A point raised was whether comparing their algorithms to NetFlow was comparing apples to apples or apples to oranges, since their algorithms are designed with accountability in mind, and NetFlow was designed with raw statistics in mind.

Memory issues were another sticking point. Concerns over the tradeoffs between SRAM and SDRAM (such as whether in a real situation SDRAM is not fast enough, or SRAM too expensive) as well as the tradeoffs between memory size and measurement interval were brought up. In addition, the fact that their traces are unidirectional, and the impact (if any) upon memory requirements was floated, and it was decided that the paper was unclear as to in what way the traces are "unidirectional" (i.e. they are actually flowing one way, or simply taken at outputs or inputs only of a router), and that this would affect the answer to this question.

Finally, the effect on memory and accounting accuracy for the measurement interval size and rollover method were discussed.

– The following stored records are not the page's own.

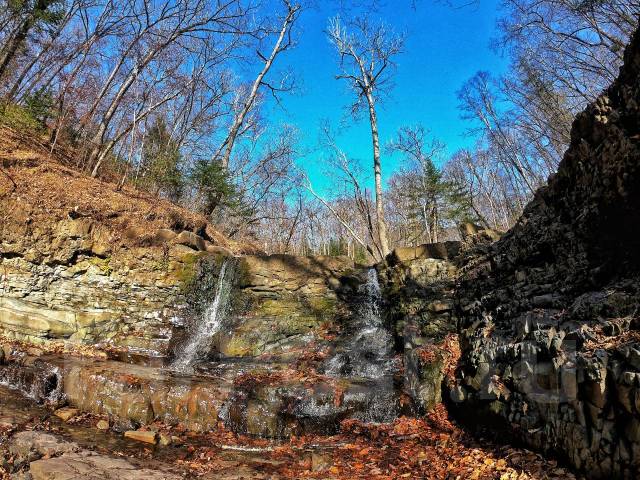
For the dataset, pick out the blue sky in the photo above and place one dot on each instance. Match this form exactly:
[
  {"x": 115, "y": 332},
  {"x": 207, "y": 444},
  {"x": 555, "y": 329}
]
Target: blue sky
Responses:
[{"x": 444, "y": 47}]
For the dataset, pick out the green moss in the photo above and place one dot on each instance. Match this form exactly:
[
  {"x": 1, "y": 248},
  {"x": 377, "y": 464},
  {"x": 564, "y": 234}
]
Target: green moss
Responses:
[
  {"x": 104, "y": 264},
  {"x": 187, "y": 271}
]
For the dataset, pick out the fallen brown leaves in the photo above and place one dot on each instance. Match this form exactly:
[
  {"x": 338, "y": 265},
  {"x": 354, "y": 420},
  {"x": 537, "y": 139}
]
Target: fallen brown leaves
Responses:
[{"x": 430, "y": 448}]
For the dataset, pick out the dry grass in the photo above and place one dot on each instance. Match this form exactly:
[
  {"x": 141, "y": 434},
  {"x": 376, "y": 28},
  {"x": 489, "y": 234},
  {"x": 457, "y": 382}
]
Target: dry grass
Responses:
[{"x": 51, "y": 190}]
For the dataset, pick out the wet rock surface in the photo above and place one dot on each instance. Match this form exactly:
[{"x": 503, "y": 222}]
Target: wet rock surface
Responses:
[
  {"x": 418, "y": 287},
  {"x": 548, "y": 314}
]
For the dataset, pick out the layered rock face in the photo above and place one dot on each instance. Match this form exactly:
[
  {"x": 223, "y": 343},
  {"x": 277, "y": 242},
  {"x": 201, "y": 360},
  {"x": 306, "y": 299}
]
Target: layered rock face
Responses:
[
  {"x": 284, "y": 303},
  {"x": 549, "y": 314},
  {"x": 66, "y": 281},
  {"x": 418, "y": 286}
]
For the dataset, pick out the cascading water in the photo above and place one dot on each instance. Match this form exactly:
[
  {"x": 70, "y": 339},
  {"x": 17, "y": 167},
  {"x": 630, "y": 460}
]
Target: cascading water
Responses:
[
  {"x": 368, "y": 353},
  {"x": 199, "y": 340}
]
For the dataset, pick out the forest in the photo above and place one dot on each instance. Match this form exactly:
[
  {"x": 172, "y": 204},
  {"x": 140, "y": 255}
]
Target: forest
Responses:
[
  {"x": 305, "y": 239},
  {"x": 174, "y": 98}
]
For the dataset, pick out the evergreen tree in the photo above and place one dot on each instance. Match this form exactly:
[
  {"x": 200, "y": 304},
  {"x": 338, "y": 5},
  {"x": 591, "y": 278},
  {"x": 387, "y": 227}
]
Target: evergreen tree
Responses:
[{"x": 162, "y": 161}]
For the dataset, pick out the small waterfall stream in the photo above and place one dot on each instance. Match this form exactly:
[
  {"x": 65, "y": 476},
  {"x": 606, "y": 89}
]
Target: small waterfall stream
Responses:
[
  {"x": 200, "y": 335},
  {"x": 368, "y": 352}
]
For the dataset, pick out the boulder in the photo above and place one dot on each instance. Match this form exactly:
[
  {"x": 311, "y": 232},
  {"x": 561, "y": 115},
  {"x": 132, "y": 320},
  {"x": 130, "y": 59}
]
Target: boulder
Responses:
[
  {"x": 440, "y": 251},
  {"x": 144, "y": 436},
  {"x": 191, "y": 240}
]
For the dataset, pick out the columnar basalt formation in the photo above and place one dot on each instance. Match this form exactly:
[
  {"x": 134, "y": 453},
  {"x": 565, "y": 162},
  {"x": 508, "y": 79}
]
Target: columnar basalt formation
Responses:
[{"x": 549, "y": 314}]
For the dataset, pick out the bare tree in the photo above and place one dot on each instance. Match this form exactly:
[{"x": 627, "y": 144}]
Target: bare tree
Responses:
[
  {"x": 283, "y": 42},
  {"x": 367, "y": 54}
]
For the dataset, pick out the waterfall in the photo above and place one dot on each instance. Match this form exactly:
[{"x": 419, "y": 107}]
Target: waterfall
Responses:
[
  {"x": 368, "y": 351},
  {"x": 199, "y": 339}
]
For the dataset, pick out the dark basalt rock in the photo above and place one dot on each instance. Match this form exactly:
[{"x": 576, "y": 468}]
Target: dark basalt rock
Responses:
[{"x": 548, "y": 314}]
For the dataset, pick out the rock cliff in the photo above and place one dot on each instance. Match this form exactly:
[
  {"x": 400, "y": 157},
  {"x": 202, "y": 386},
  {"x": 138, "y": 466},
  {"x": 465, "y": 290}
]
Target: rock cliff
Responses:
[{"x": 548, "y": 315}]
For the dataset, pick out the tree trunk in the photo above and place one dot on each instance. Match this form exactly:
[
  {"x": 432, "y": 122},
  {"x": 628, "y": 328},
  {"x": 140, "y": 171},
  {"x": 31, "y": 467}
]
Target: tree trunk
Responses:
[
  {"x": 377, "y": 171},
  {"x": 227, "y": 146}
]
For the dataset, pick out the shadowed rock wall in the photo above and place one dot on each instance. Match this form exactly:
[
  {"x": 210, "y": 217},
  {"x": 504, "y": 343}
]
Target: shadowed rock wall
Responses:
[{"x": 549, "y": 314}]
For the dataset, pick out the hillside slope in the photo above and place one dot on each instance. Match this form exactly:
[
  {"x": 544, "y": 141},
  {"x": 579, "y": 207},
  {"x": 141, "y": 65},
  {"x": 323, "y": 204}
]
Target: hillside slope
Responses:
[
  {"x": 80, "y": 260},
  {"x": 549, "y": 314}
]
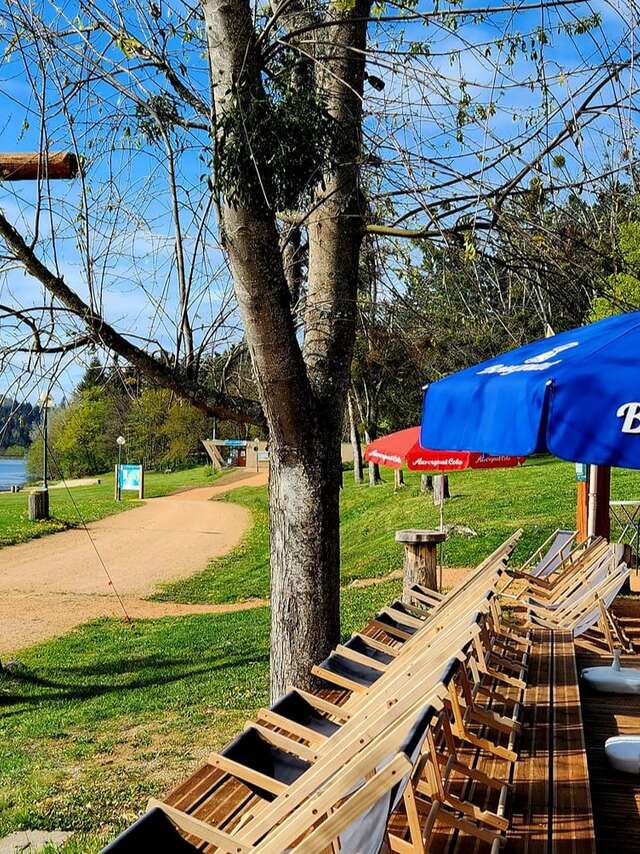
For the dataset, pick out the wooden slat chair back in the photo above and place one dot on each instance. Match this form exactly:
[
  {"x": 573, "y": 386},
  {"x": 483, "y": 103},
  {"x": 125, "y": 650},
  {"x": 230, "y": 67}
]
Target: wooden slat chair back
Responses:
[
  {"x": 420, "y": 669},
  {"x": 574, "y": 564},
  {"x": 576, "y": 575},
  {"x": 548, "y": 557}
]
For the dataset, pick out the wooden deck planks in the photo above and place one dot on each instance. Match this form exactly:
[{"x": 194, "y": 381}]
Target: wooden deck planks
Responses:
[
  {"x": 529, "y": 830},
  {"x": 616, "y": 796},
  {"x": 572, "y": 823},
  {"x": 551, "y": 807}
]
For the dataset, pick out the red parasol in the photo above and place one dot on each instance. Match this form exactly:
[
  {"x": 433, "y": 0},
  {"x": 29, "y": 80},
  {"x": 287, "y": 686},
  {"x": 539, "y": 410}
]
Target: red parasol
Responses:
[{"x": 403, "y": 448}]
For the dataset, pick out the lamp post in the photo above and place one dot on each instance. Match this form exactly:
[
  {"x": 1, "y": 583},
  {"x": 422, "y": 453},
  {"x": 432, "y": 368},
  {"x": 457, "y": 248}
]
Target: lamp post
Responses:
[
  {"x": 46, "y": 401},
  {"x": 121, "y": 442},
  {"x": 39, "y": 498}
]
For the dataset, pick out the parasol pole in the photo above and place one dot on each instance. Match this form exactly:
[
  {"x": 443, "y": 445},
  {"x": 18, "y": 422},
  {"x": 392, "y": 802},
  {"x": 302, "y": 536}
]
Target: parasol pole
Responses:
[{"x": 593, "y": 501}]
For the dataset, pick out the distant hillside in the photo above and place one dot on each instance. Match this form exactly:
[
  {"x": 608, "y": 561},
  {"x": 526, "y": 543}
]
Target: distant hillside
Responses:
[{"x": 16, "y": 424}]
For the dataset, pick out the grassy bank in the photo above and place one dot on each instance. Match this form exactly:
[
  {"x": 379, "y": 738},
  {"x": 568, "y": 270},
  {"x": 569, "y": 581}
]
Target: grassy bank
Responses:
[
  {"x": 96, "y": 721},
  {"x": 538, "y": 497},
  {"x": 69, "y": 508}
]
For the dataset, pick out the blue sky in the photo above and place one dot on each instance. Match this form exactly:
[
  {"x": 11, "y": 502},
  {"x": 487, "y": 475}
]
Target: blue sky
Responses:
[{"x": 132, "y": 235}]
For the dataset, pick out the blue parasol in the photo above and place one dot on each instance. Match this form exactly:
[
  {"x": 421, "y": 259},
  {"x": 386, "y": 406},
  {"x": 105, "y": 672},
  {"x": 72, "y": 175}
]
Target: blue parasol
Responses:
[{"x": 575, "y": 395}]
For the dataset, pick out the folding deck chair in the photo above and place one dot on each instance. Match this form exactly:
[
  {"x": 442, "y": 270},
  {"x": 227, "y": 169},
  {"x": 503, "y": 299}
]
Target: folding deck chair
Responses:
[
  {"x": 548, "y": 557},
  {"x": 287, "y": 773}
]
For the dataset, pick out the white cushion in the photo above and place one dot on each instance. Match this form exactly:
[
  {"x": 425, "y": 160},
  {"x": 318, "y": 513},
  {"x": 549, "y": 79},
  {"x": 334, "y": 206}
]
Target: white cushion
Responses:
[
  {"x": 610, "y": 680},
  {"x": 623, "y": 752}
]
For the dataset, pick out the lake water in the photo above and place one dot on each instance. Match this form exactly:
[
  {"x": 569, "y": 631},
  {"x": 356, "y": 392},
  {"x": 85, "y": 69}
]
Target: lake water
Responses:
[{"x": 12, "y": 471}]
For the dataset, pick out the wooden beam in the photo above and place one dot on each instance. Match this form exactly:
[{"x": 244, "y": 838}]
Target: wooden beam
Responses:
[{"x": 30, "y": 167}]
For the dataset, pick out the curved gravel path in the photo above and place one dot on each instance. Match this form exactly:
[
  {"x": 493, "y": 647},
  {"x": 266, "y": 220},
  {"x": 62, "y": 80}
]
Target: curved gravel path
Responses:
[{"x": 50, "y": 585}]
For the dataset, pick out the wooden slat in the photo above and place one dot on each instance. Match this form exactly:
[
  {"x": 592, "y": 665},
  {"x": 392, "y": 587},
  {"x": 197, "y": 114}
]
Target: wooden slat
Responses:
[
  {"x": 572, "y": 822},
  {"x": 616, "y": 796}
]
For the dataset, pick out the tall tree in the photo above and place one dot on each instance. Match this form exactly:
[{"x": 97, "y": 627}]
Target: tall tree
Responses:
[{"x": 275, "y": 140}]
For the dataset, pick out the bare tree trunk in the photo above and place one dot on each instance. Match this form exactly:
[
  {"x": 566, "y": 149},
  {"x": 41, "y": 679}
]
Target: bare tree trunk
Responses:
[
  {"x": 374, "y": 468},
  {"x": 302, "y": 391},
  {"x": 355, "y": 441},
  {"x": 304, "y": 486}
]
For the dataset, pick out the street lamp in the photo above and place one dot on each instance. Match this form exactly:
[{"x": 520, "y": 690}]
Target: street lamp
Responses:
[
  {"x": 121, "y": 442},
  {"x": 46, "y": 401}
]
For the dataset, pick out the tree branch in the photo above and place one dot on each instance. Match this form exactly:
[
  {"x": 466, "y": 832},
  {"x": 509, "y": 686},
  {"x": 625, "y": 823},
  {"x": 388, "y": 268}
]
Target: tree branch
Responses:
[{"x": 213, "y": 403}]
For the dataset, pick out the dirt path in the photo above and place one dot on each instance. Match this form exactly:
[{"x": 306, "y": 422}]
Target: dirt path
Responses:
[{"x": 50, "y": 585}]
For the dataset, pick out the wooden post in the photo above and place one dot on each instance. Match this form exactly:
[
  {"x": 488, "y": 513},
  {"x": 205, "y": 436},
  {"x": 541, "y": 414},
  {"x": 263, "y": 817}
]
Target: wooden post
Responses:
[
  {"x": 420, "y": 560},
  {"x": 426, "y": 483},
  {"x": 38, "y": 504},
  {"x": 602, "y": 527},
  {"x": 440, "y": 488},
  {"x": 31, "y": 167}
]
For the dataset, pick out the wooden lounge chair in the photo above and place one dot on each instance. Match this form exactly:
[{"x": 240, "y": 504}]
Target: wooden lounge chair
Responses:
[{"x": 548, "y": 557}]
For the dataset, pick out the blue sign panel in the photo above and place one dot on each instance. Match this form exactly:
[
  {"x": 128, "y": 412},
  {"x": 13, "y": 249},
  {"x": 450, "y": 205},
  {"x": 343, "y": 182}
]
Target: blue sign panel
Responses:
[{"x": 130, "y": 477}]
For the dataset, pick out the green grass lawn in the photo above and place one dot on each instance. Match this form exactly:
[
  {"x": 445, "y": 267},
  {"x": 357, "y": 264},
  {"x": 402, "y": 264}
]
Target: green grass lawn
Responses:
[
  {"x": 100, "y": 719},
  {"x": 96, "y": 721},
  {"x": 539, "y": 497},
  {"x": 68, "y": 508}
]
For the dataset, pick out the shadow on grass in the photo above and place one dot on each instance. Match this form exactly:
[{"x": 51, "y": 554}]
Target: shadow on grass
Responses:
[{"x": 61, "y": 691}]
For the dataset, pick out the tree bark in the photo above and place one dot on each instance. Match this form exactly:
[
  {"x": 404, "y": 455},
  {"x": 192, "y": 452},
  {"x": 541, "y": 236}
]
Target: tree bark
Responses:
[
  {"x": 31, "y": 167},
  {"x": 304, "y": 491},
  {"x": 303, "y": 393},
  {"x": 355, "y": 441}
]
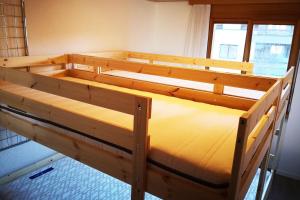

Most of the relevant information seems to be in the associated tech report.

Some issues that were brought up by students but did not make it into the discussion were: Alternative accounting methods (such as optimal prediction using linear minimum mean square error and "Active Measurement" [The Measurement Manifesto, also by Varghese and Estan]), tradoffs of hash key sizes, and function of the algorithms under special-case traffic conditions (such as extreme burstiness).

Overall, most students felt that this was a middle-third paper. In contrast, the professors and a minority of students felt that this was a top-third paper. Of substantial note, nobody felt that it was a bottom-third paper.